Hi there, welcome to the board!

You don't need to select anything pretty much. The biggest reasons people do this is for 1) effect, 2) leftover code from the macro recorder, 3) working with shapes.

For finding the last row in a range, take a look at Bob Phillip's white paper on finding the last value in a range, from which you can extract the row of course...

http://www.xldynamic.com/source/xld.LastValue.html

I'm not sure why _LastColumn = Range("BJ1").End(xlLeft).Column_ would fail, we'd have to see all of your code, an example of your data, know what line errored out and the error message you got. From what you have here, it could be anything. That specific line looks good though.
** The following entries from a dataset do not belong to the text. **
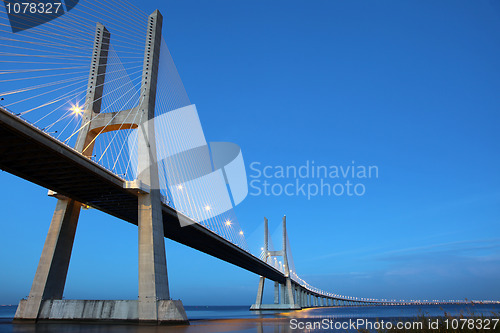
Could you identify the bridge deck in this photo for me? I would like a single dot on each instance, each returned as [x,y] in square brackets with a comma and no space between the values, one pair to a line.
[31,154]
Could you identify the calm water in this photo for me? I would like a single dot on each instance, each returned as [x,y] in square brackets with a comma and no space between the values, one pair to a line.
[240,319]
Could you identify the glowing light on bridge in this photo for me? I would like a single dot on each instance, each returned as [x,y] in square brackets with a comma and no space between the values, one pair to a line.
[76,109]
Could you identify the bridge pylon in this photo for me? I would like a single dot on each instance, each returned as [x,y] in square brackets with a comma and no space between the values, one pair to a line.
[153,304]
[292,296]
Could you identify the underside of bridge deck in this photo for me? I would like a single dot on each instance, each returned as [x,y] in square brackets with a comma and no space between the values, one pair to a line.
[31,154]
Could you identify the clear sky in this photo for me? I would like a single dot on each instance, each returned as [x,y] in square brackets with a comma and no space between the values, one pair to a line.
[411,87]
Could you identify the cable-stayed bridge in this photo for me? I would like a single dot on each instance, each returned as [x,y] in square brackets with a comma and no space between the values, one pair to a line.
[95,111]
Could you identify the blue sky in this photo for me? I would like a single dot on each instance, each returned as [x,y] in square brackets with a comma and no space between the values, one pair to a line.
[408,86]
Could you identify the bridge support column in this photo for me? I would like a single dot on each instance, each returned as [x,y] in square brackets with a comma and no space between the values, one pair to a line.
[52,270]
[154,304]
[50,277]
[154,298]
[276,293]
[290,298]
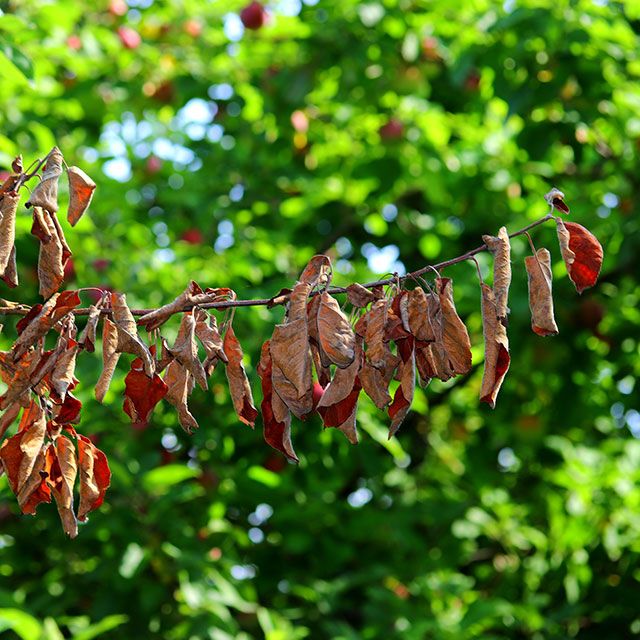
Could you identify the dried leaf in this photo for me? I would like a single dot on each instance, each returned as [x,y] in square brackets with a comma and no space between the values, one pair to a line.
[128,340]
[455,337]
[501,250]
[496,348]
[81,188]
[207,332]
[180,383]
[142,393]
[8,207]
[403,396]
[338,403]
[336,337]
[540,298]
[359,296]
[238,383]
[45,194]
[95,477]
[581,252]
[185,350]
[275,414]
[62,477]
As you'll find in Bob's white paper [link], there is no need to hard code a value/address. Personally, I prefer the find method.
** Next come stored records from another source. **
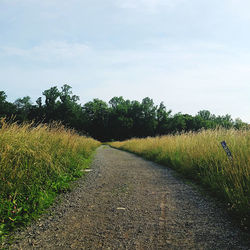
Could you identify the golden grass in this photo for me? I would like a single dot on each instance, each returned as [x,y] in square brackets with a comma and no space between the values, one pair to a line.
[35,163]
[201,157]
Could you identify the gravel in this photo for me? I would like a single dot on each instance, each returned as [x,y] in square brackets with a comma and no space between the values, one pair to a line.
[126,202]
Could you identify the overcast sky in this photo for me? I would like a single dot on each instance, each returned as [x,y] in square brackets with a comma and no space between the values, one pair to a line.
[190,54]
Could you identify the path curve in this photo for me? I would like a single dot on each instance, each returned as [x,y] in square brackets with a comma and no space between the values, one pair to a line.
[126,202]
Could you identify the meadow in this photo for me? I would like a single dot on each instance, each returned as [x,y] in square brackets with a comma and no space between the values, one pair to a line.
[36,163]
[201,158]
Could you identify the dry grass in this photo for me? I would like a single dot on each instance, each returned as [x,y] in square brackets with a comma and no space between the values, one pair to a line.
[201,157]
[35,164]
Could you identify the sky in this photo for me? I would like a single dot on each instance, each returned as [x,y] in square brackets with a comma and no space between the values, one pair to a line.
[190,54]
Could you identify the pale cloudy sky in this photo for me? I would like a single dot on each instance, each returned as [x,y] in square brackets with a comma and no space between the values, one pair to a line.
[190,54]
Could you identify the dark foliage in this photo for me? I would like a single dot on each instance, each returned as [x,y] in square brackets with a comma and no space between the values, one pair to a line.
[117,120]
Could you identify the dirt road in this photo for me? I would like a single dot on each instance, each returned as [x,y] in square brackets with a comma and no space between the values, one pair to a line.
[126,202]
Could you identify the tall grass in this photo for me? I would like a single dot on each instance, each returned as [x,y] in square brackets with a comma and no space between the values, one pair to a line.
[35,164]
[199,156]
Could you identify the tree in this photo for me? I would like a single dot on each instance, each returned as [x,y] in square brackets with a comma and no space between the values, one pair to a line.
[96,115]
[50,108]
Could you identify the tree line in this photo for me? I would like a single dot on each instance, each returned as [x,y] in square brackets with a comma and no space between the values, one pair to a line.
[118,119]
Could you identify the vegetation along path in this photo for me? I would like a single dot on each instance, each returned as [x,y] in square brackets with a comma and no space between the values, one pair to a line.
[126,202]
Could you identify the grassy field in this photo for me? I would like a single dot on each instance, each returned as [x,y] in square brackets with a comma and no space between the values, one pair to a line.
[35,164]
[200,157]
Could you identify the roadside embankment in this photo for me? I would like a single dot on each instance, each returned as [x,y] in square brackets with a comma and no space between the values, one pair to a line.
[200,157]
[36,163]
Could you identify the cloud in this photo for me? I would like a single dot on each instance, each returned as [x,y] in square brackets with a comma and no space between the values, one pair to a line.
[240,8]
[50,51]
[151,5]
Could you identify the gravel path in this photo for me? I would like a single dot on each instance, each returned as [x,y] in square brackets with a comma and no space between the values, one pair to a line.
[126,202]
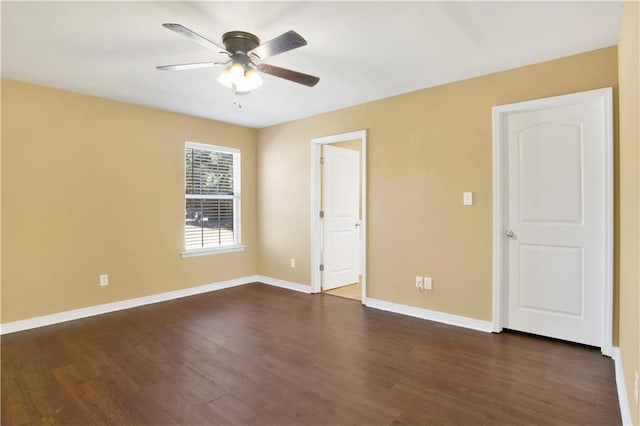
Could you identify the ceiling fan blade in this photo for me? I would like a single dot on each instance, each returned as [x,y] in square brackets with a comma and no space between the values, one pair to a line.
[186,32]
[283,43]
[295,76]
[180,67]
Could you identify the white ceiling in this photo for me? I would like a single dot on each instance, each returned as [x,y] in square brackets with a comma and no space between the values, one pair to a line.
[361,51]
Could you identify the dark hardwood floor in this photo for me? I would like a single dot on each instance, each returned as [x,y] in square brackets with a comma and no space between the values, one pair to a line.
[262,355]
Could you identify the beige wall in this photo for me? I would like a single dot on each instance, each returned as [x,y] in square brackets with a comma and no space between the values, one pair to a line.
[424,149]
[629,208]
[92,186]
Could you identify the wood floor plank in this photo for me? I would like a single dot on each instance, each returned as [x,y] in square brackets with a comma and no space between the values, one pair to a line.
[261,355]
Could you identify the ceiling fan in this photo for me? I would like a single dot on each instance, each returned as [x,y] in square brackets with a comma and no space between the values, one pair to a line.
[245,55]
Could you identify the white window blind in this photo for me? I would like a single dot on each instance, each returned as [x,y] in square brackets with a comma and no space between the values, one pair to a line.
[212,196]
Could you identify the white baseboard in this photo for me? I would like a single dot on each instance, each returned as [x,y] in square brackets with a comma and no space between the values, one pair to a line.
[284,284]
[625,410]
[12,327]
[412,311]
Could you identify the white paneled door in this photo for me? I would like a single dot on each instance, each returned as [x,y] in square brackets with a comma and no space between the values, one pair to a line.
[340,200]
[554,224]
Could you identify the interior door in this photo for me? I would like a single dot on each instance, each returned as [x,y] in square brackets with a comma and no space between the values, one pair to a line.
[340,200]
[556,228]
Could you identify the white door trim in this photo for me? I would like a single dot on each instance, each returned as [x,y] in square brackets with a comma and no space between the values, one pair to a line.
[500,203]
[316,229]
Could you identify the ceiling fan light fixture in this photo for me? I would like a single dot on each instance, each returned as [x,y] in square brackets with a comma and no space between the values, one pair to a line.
[241,78]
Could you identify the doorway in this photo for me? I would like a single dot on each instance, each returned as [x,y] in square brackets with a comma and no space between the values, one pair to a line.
[553,190]
[338,215]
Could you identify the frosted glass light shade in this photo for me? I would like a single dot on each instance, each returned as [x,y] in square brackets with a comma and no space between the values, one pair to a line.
[239,78]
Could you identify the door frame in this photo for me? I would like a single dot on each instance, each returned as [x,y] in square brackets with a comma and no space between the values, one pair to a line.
[500,202]
[316,224]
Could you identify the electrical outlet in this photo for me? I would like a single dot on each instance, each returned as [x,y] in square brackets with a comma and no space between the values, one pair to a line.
[635,388]
[104,280]
[427,283]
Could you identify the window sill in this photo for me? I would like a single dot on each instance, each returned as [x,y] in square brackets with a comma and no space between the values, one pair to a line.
[213,250]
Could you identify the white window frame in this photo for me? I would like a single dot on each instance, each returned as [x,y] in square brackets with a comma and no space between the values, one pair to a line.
[237,245]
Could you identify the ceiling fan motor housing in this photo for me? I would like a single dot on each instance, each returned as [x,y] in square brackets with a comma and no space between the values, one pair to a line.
[239,42]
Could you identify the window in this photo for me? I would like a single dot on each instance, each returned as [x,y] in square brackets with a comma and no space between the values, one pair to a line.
[212,199]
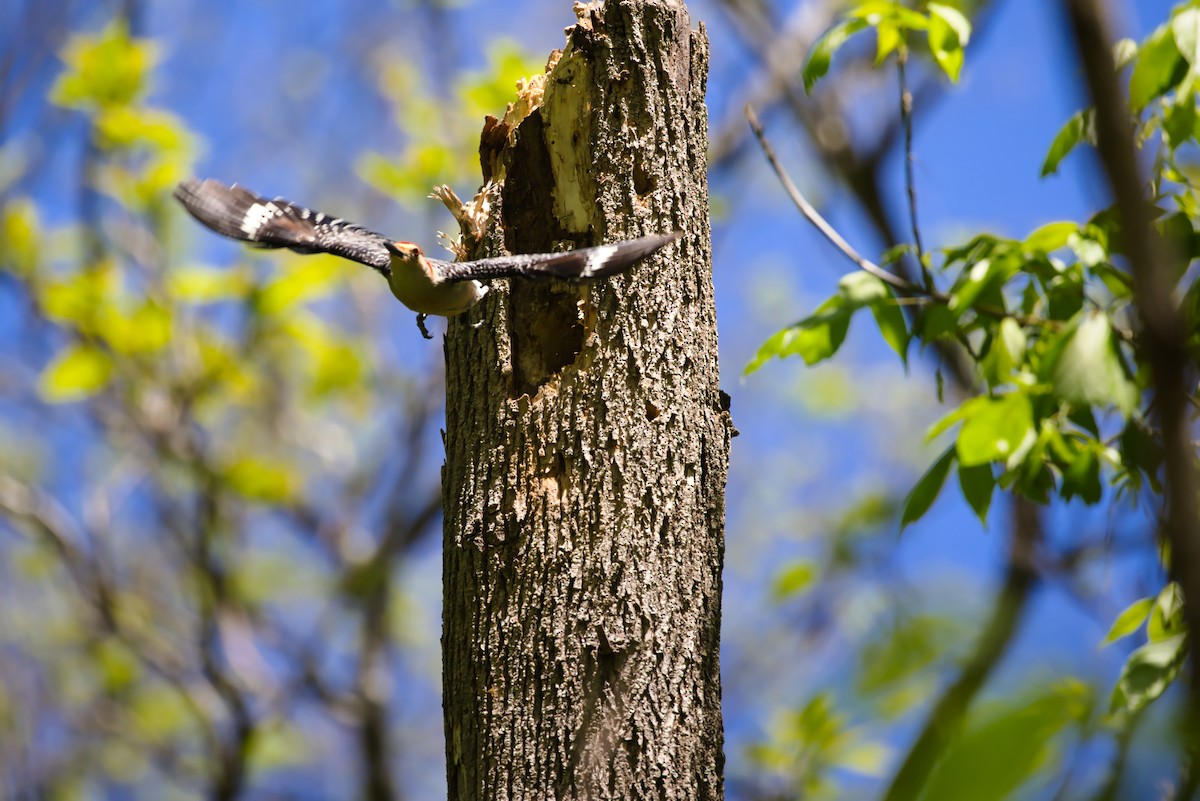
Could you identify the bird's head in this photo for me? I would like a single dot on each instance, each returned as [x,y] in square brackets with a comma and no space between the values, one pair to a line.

For functions of this, check out the work of MWE in the VBAX Knowledge Base..

First or last row:
http://www.vbaexpress.com/kb/getarticle.php?kb_id=417

First or last column:
http://www.vbaexpress.com/kb/getarticle.php?kb_id=418

HTH


----------



## NortonPkg (Jan 17, 2008)

Firefytr...I really appreciate the quick and extremely helpful response. I haven't finished setting the macro up yet, but when I do, I'm sure it will work! Thanks a bunch!


----------



## NortonPkg (Jan 17, 2008)

Well, I know that I'm being very dense, but the fact is that I'm an excel macro newbie, in over my head. All of those solutions will display either the value in the last used column or in the case of your second set of links, will display the number of the column (ie. Column 11=K because K is the eleventh column out). This is very close to what I want, but I really need some formula which will actually *SELECT* the next cell after this last used column cell. Could anyone suggest some code which will accomplish this?


----------



## slurpee55 (Oct 20, 2004)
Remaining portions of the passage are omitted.